Not enough entropy during builds (likely) causing intermittent failures

For the last few days (around a week) we had a problem in our Apache Airflow builds that we investigated as not enough entropy.

Our builds started to fail intermittently sometimes they worked, sometimes they did not. The problems were connected with some of the docker-compose images that we started. Those docker compose images were kerberos, mysqldb, cassandra and it looked like in some of the builds the docker containers for those external systems were missing (or at least we could not connect to them). It did not happen before - it started to happen recently.

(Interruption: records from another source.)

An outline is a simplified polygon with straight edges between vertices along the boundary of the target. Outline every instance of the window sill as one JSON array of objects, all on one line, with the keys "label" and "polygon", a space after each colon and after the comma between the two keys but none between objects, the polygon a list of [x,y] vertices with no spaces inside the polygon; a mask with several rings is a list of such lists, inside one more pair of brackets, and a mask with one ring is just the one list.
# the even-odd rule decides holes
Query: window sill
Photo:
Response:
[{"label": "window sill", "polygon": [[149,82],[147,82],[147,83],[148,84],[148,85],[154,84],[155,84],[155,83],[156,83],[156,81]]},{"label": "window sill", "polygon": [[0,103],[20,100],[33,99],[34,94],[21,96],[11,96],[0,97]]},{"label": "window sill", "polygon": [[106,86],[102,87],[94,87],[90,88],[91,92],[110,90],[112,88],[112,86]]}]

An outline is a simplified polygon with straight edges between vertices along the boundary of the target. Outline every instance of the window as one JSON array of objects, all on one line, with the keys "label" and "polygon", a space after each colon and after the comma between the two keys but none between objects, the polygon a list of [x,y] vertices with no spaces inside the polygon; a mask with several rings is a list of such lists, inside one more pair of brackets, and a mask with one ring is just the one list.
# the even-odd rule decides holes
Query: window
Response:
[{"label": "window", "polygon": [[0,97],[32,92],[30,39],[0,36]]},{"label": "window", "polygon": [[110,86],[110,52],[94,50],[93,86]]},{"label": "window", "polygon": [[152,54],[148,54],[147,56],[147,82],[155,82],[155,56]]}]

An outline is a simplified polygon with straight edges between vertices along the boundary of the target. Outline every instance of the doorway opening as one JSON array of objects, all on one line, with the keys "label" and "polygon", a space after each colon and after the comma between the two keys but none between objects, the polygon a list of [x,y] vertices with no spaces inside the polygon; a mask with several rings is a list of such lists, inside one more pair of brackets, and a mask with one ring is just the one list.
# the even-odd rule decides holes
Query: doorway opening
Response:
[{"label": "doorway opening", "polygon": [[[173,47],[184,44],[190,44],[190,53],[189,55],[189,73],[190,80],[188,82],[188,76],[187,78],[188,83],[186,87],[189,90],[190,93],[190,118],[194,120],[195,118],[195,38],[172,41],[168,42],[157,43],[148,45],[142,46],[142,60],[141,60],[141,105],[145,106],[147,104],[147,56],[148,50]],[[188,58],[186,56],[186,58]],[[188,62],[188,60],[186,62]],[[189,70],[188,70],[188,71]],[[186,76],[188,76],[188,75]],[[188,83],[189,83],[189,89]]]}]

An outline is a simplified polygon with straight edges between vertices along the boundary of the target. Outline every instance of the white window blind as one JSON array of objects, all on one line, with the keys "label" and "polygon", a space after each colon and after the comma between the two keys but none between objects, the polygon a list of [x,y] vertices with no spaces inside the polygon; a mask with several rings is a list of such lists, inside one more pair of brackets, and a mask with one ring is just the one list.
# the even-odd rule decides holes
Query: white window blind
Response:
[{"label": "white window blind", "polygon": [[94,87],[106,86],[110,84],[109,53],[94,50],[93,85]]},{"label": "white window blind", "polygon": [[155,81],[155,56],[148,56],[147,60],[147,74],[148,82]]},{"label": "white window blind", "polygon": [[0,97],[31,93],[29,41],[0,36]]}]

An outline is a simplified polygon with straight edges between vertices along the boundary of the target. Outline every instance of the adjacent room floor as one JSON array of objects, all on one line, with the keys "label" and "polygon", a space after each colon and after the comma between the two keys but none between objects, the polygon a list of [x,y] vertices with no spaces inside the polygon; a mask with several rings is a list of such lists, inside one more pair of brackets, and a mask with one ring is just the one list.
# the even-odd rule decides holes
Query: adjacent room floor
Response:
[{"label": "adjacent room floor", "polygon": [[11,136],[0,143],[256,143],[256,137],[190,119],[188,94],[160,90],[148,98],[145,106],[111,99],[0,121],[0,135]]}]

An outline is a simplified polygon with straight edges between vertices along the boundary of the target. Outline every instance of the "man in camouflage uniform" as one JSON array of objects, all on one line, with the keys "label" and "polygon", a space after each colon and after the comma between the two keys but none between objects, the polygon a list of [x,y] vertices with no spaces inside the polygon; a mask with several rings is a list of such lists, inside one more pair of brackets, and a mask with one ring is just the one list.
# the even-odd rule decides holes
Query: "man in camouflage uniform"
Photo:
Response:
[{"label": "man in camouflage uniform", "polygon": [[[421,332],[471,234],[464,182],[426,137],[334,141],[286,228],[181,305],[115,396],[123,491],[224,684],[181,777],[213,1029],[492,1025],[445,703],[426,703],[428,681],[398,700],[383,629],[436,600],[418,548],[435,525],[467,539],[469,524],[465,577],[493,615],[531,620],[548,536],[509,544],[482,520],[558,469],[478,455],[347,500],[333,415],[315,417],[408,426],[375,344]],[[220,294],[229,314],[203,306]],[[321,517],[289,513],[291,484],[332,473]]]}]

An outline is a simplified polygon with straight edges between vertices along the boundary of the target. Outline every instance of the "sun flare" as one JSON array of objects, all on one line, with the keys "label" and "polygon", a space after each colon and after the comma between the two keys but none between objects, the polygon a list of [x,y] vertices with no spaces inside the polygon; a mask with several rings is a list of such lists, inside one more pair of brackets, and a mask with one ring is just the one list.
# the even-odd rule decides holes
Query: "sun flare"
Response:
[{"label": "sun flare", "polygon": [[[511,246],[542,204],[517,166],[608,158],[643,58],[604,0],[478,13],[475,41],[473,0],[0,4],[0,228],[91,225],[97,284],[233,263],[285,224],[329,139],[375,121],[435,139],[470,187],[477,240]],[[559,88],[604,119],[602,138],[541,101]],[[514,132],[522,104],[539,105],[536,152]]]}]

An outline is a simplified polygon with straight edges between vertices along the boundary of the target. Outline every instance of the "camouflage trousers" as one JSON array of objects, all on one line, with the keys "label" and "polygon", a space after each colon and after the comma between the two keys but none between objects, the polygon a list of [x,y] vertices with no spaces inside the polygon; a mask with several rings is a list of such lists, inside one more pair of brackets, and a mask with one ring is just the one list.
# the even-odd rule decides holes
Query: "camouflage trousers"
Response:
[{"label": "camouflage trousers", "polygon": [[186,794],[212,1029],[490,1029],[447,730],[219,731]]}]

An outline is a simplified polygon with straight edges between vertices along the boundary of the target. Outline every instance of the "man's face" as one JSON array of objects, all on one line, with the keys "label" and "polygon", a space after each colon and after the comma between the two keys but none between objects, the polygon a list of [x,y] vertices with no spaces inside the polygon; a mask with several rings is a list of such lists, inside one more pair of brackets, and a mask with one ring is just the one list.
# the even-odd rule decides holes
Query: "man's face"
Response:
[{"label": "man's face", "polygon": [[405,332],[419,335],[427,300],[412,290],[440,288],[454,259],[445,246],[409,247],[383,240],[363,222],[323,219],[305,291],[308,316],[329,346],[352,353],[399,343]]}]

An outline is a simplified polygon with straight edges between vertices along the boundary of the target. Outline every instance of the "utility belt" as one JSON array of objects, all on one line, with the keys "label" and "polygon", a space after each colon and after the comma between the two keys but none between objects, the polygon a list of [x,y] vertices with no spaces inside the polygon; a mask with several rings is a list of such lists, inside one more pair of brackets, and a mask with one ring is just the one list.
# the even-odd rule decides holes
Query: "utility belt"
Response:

After some digging-in and additional diagnostics we found the most possible culprit. Seems like some of the containers (kerberos, mysqldb, cassandra) started to start very slowly (10s of seconds instead of < second). There is no lack of memory and CPU - but what we found is the slowest part of those start-up time was related to some security-related code (generating self-signed certificates). We have all the reasons to believe (and will check it further) that the reason is that we do not have enough entropy on the physical machines. Docker uses entropy provided by the host machine and apps like mysql, cassandra, kerbers needs entropy to generate security-related artifacts.

It looks like when the machines are busy and a lot of parallel builds and dockers on the same machine simply use more entropy than is available and slow everything down. We are going to workaround that, but I think it should be fixed by Travis.

Example build that shows that is here:

https://travis-ci.org/apache/airflow/jobs/637342462#L3216

Where you can see that generating self-signed certificate for mysql takes 7 seconds while mysqld startup.

2020-01-15T10:45:54.028059Z 0 [Warning] Gtid table is not ready to be used. Table 'mysql.gtid_executed' cannot be opened.
2020-01-15T10:46:01.181555Z 0 [Warning] CA certificate ca.pem is self signed.
1 Like

In a shared environment with containers, each container most likely share the source of entropy with everything else. There is only so much you can use.

In my past experiences, additional sources of entropy, such as HAVEGED, helped. (For Ubuntu, you can use https://packages.ubuntu.com/xenial/arm64/haveged) You might want to look into adding this to your test environment. I am not aware of other practical recommendations.

I’ve already implemented (and merged) a change to map /dev/urandom from the host to /dev/random of all the docker containers: https://github.com/apache/airflow/pull/7185 . So we are good for now. We do not need high security for those keys/certs as this is all CI and those certs are only used locally for testing and wiped after the build completes - so we are perfectly ok with software source of entropy.

But I think it should be anticipated by Travis that if they are using bigger physical machines to run many jobs, they have to make sure to provide a lot more entropy than usual (especially since this is a server, no mouse, no keyboards and no physical HDs connected - such servers have usually much less sources of physical entropy than usual desktop machines.

1 Like

@BanzaiMan, @potiuk

I’ve already implemented (and merged) a change to map /dev/urandom from the host to /dev/random of all the docker containers: [AIRFLOW-6575] Entropy source for CI tests is changed to unblocking by potiuk · Pull Request #7185 · apache/airflow · GitHub

The bug is in the application, not Travis.

Applications running on Linux should be using /dev/urandom nowadays. Applications should not be using /dev/random. The Linux kernel-crypto folks have been quite clear about that for the last decade or so.

From the Linux kernel-crypto mailing list at Re: [RFC PATCH v12 3/4] Linux Random Number Generator:

Practically no one uses /dev/random. It’s essentially a deprecated interface; the primary interfaces that have been recommended for well over a decade is /dev/urandom, and now, getrandom(2).

If the application can be configured to use /dev/urandom instead of /dev/random, you should do so. If the application cannot use /dev/urandom, then file a bug report against the application and cite the kernel-crypto folks recommendations.